A passionate, sensual and very modern version of Thomas Hardy’s infamous novel, combining young, upcoming acting talent with recognisable and much-loved faces. When the beautiful and innocent Tess Durbeyfield is driven by family poverty to claim kinship with the wealthy D’Urbervilles and seek a portion of their family fortune, meeting the manipulative Alec proves to be her downfall.

Ten years passed since the last production of Tess of the d’Urbervilles, then starring Justine Waddell, and this four-episode miniseries based on Thomas Hardy’s Victorian novel does well, again, by sticking closely to the original plot. As far as literary characters go, Tess warns young women to the wild ways of men and inspires all to strive for honesty. The morality implicit to the story is made apparent in this BBC version, and leaves the viewer questioning the effectiveness of Tess’s stringent moral sense, especially by today’s different sexual standards.
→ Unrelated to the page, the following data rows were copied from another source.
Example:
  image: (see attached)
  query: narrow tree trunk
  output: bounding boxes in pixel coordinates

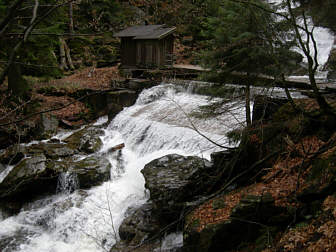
[69,2,74,36]
[60,38,68,70]
[64,41,75,70]
[245,80,252,127]
[8,63,29,98]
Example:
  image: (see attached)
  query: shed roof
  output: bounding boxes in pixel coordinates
[114,25,176,39]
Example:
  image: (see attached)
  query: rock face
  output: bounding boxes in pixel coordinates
[38,114,58,139]
[0,154,55,198]
[325,45,336,82]
[69,157,111,188]
[141,154,211,219]
[0,126,111,214]
[64,126,104,154]
[119,203,160,246]
[252,95,288,123]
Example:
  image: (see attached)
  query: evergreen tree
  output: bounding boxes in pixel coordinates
[203,0,297,79]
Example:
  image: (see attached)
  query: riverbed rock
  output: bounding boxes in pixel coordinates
[26,142,75,159]
[252,95,288,123]
[325,45,336,82]
[119,203,160,246]
[0,163,6,173]
[37,113,58,139]
[0,144,25,165]
[69,157,111,189]
[141,154,212,219]
[0,154,55,198]
[64,126,104,154]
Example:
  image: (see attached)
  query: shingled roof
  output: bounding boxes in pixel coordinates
[114,25,176,39]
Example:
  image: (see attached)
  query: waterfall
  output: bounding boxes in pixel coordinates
[0,83,245,252]
[56,171,79,194]
[267,0,335,79]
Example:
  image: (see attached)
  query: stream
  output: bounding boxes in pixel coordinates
[0,83,245,252]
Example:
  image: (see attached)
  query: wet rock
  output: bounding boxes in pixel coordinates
[27,143,75,159]
[37,114,58,139]
[141,154,212,219]
[22,191,87,230]
[119,203,160,246]
[0,163,6,173]
[252,95,288,123]
[0,154,53,198]
[106,90,137,121]
[69,157,111,188]
[0,144,25,165]
[64,126,104,154]
[325,45,336,82]
[0,228,36,252]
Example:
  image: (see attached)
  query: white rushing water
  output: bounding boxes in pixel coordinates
[0,84,245,252]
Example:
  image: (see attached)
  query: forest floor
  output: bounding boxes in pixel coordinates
[0,66,123,126]
[187,99,336,252]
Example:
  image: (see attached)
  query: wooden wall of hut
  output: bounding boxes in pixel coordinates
[121,36,174,68]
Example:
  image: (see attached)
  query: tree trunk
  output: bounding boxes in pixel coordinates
[8,63,29,98]
[64,41,75,70]
[69,2,74,36]
[59,38,68,70]
[245,79,252,127]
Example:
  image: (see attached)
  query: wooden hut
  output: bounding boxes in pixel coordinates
[114,25,176,69]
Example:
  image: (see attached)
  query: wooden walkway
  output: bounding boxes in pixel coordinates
[173,64,336,92]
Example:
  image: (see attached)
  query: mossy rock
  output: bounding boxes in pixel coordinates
[64,126,104,154]
[69,157,111,189]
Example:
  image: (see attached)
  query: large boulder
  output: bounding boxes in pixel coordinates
[325,45,336,82]
[119,203,160,245]
[0,154,57,198]
[0,144,25,165]
[141,154,212,219]
[69,157,111,188]
[25,142,75,159]
[37,114,58,139]
[64,126,104,154]
[252,95,288,123]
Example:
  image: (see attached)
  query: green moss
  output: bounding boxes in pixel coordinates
[212,198,226,210]
[226,129,242,144]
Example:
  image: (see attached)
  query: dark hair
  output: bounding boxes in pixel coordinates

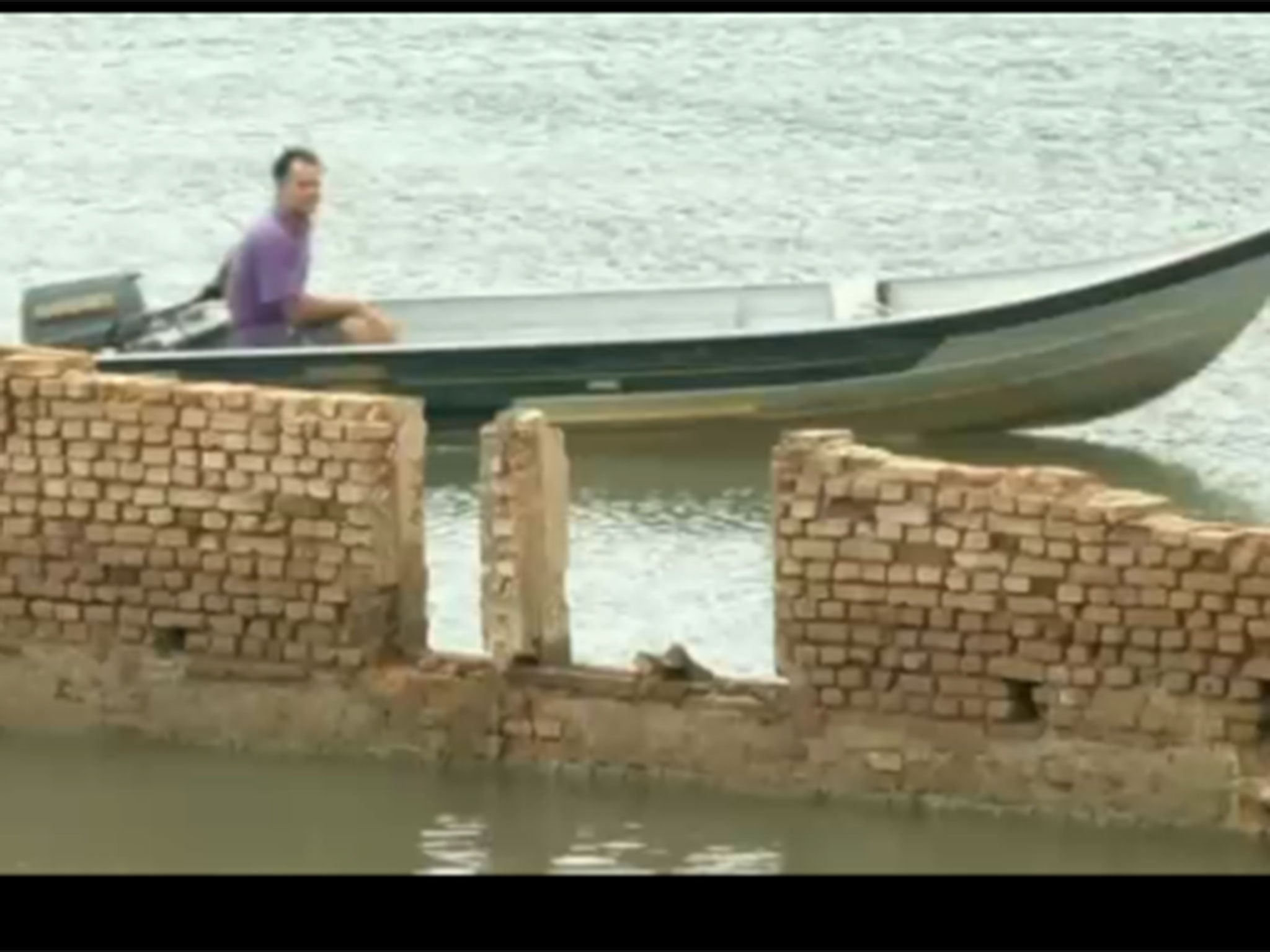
[273,148,321,185]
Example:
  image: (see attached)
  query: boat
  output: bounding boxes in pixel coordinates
[22,222,1270,434]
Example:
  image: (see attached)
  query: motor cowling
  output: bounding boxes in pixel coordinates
[22,274,146,350]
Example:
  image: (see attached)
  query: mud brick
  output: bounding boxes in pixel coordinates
[877,690,908,715]
[1018,538,1049,558]
[898,674,935,694]
[1103,665,1138,688]
[899,651,931,674]
[988,642,1046,684]
[1165,549,1195,570]
[879,522,904,542]
[938,676,983,697]
[847,690,877,711]
[892,628,921,651]
[1160,628,1188,651]
[848,645,877,668]
[1072,666,1103,688]
[957,655,988,674]
[1129,628,1160,650]
[806,622,848,645]
[1195,674,1227,698]
[1046,542,1076,562]
[965,635,1011,655]
[787,645,818,669]
[1064,643,1093,666]
[1225,721,1261,744]
[1068,565,1120,588]
[1235,598,1261,618]
[1160,671,1195,694]
[887,588,940,608]
[887,565,917,585]
[1160,651,1208,674]
[1217,635,1248,655]
[1199,594,1231,613]
[838,538,895,562]
[931,697,961,720]
[1208,655,1240,678]
[1016,641,1064,670]
[869,670,899,692]
[1124,608,1181,628]
[1238,576,1270,598]
[1111,585,1142,608]
[859,562,887,585]
[820,645,847,668]
[970,573,1001,591]
[1081,606,1122,627]
[1057,584,1085,606]
[812,599,847,620]
[918,631,962,651]
[1001,575,1032,596]
[952,552,1010,574]
[208,614,246,636]
[1072,622,1103,645]
[1231,678,1261,700]
[1183,571,1235,596]
[1093,645,1120,670]
[1121,647,1160,670]
[1124,566,1177,589]
[1076,546,1115,566]
[806,668,837,688]
[956,612,988,635]
[987,698,1015,721]
[926,608,954,631]
[837,668,869,690]
[1006,596,1058,615]
[1217,614,1247,635]
[902,694,935,717]
[1184,612,1217,632]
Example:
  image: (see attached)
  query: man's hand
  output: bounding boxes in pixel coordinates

Tess, in 2008, seems permanently punished for something that not only was not her fault, but also that may be unfortunately more common than perhaps it once was, namely teenage pregnancy. Episode One launches directly into Tess’s early meeting of her true love, the seemingly heroic Angel Clare (Eddie Redmayne). But her family’s poverty trumps the crush; once her robust parents John Durbeyfield (Ian Puleston-Davies) and Joan Durbeyfield (Ruth Jones) discover their hereditary ties to the royal d’Urbervilles, they send Tess off to a mansion to inquire for work. It is there that she encounters the villainous predator, Alec d’Urberville (Hans Matheson), and the tensions between a story about an upwardly mobile lady and a lady doomed by fate begins to take hold. This version of the story explores less its sexual connotations, as does Roman Polanski’s Tess, relying more heavily on the scales shifting hour to hour from fortune to failure and back. Well-worth every moment to be reminded of the ways this classic tale lives on in its application to contemporary life. –Trinie Dalton

Shown on PBS Masterpiece Theatre.

Starring Starring Gemma Arterton, Eddie Redmayne, Ruth Jones and Hans Matheson.

Note: Filmed on location in the English counties of Wiltshire, Somerset, Gloucestershire and Dorset (all in the West Country), a large percentage of scenes were filmed outside, reflecting Hardy’s love of nature and the seasons. Filmed entirely on 35mm film, with stunning results.